Voyons maintenant si réellement la peinture représente fidèlement les scènes naturelles, ou bien si elle n’atteint qu’une vérité de convention. Nous avons à suivre une marche bien simple : étudions avec soin dans la nature les conditions de l’éclairement, mesurons-les, puis entrons dans les musées, soumettons les tableaux que l’on y conserve à la même analyse, et comparons les résultats de ces deux études. Si nous ne voyons que de légères différences, nous admettrons que la peinture est la fidèle image de la nature ; mais, si nous venons à constater des divergences considérables, nous aurons à la fois prouvé que les reproductions sont incomplètes et qu’il est utile de donner aux arts un instrument qui puisse les aider.

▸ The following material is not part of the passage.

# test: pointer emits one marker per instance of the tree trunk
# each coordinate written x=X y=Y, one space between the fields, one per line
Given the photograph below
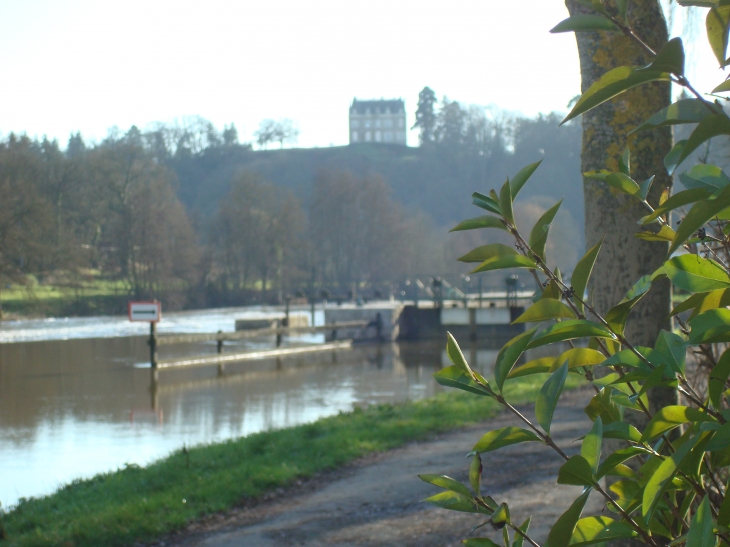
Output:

Je continue l’exemple d’un coup de soleil frappant un corps et d’une ombre portée sur lui. Je mesure le rapport des deux éclats ; je l’examine pendant l’été ou durant l’hiver, aux diverses heures de la journée, par des temps inégalement beaux et dans des circonstances très différentes. Je trouve, on le conçoit, des résultats extrêmement différens ; mais, en résumant toutes les mesures prises, on voit que ce rapport est compris entre des limites qu’il ne dépasse jamais, entre 10 et 20, c’est-à-dire que les parties frappées par le soleil sont dix fois au moins et vingt fois au plus aussi lumineuses que les ombres portées. L’extrême variabilité de ce rapport laisse, comme on le voit, une très large latitude à la peinture à laquelle nous ne demanderons qu’une chose, c’est de rester entre les mêmes valeurs extrêmes, 10 et 20. Or, quand on étudie successivement les coups de soleil dans les tableaux et qu’on récapitule ensuite les valeurs du rapport cherché, on voit qu’elles sont comprises généralement entre 2 et 4, c’est-à-dire que la puissance du soleil y est plus petite que dans les paysages vrais, et qu’elle se trouve diminuée de 80 pour 100. On a peine à concevoir comment l’œil peut laisser passer sans les apercevoir des inexactitudes aussi considérables.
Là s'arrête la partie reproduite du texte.